A FEW WORDS ON THE FASHIONOF THE WORLD

Dublin, to put it mildly, has changed over the last 50 years. The view of Grafton Street continues to shift. The big changes came in the 1990s and early years of this century, when “the Celtic tiger pounced” and brought high-tech, banking, and pharmaceutical money to a once poor company. The average family in Ireland had higher incomes than families in England, which was some measure of revenge.


In the 1970s, when Ireland was poor, it was very Catholic and conservative, as it still is in many places outside Dublin. I was there when the country voted to allow divorce. I had to explain to the locals that what the government chose to do would have no effect on Church teaching. Ireland now has more lenient rules on abortion than much of the United States. Ireland was the first country to give legislative approval to same-sex marriage (most countries have approved it through judicial decisions).
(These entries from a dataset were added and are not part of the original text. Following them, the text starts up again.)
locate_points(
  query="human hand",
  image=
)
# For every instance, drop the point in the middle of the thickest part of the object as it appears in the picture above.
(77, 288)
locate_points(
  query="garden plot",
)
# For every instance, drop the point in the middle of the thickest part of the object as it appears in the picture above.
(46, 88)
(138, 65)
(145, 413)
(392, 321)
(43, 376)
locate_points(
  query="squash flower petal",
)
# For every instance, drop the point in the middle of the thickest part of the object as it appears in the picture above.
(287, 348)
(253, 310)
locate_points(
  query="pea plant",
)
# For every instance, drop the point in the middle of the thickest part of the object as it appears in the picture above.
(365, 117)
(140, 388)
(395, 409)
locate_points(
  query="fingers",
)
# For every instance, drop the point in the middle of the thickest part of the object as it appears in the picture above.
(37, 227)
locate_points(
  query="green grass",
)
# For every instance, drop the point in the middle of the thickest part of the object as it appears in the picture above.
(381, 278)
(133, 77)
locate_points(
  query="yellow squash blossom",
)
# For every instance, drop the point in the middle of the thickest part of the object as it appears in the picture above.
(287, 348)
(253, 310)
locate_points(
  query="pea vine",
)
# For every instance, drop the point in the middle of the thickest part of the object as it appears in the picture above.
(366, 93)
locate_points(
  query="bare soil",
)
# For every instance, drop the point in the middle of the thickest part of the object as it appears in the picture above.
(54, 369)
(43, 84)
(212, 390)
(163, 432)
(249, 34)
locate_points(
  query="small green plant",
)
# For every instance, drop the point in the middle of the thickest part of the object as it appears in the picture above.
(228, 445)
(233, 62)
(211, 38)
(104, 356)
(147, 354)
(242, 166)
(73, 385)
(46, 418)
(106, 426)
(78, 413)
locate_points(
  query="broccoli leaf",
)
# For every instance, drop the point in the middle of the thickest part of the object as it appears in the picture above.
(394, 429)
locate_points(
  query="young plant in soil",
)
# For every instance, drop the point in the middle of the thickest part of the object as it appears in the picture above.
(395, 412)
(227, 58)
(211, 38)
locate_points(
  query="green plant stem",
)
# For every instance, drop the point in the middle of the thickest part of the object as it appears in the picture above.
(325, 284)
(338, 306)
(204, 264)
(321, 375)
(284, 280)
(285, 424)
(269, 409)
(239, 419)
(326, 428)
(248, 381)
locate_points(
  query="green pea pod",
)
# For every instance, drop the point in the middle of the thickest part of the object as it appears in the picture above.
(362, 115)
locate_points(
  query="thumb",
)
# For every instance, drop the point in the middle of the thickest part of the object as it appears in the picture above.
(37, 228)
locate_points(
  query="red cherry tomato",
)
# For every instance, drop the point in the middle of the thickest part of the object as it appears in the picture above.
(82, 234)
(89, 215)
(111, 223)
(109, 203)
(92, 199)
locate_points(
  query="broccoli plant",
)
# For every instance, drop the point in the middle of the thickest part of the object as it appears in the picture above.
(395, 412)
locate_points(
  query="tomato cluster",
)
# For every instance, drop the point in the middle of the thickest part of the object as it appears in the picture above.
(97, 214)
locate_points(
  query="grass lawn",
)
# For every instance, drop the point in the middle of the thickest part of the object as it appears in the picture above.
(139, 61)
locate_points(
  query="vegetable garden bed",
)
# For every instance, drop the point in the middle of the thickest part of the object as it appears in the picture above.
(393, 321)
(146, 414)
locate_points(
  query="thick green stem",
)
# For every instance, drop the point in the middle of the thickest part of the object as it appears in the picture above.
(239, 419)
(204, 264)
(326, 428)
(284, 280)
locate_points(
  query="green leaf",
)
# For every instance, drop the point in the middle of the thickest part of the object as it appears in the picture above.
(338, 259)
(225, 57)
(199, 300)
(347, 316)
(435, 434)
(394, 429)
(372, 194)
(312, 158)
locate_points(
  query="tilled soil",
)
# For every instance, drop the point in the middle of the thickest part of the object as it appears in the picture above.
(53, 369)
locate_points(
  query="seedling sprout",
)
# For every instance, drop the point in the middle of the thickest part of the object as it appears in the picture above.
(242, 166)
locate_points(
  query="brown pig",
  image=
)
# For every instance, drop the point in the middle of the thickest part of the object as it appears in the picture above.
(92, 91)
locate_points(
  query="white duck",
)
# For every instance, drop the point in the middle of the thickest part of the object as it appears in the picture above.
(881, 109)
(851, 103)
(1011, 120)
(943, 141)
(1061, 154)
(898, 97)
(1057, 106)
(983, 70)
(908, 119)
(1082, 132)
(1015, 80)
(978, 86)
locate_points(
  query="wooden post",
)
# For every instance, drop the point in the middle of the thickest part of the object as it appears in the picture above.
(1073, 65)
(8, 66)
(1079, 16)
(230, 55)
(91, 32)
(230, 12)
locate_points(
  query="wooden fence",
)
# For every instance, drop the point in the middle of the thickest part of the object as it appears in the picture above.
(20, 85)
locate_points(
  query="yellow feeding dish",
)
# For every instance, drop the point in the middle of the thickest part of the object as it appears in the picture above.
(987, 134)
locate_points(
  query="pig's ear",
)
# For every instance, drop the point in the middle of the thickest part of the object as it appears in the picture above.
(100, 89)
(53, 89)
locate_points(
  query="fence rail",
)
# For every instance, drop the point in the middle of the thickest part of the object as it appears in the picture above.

As a Catholic, I’m fine with all these changes – not that I question any of the teachings of my Church, but I don’t believe that Church should legislate the way people live their lives (see my blog on 50 Good Men in Sodom).


Even so, all these changes have caused a certain amount of cultural disassociation. I once sat next to a young woman who cried all through a dramatic adaptation of Joyce’s Portrait of the Artist as a Young Man, where Stephen Dedalus grapples with his own loss of faith.


People still come to Saint Teresa’s on Grafton Street, but without the same fervor.


And Dublin has become much more cosmopolitan and diverse. On my last trip there, I heard more Farsi on Parnell Street than I did Irish.


As the Pogues sing, Irish Americans celebrate the land that made us refugees.


Now refugees flood into Dublin, the new land of opportunity.


Many of us probably lost our way in the back roads of America, the back roads of eternity.


Now others try to find their ways through the streets of Dublin.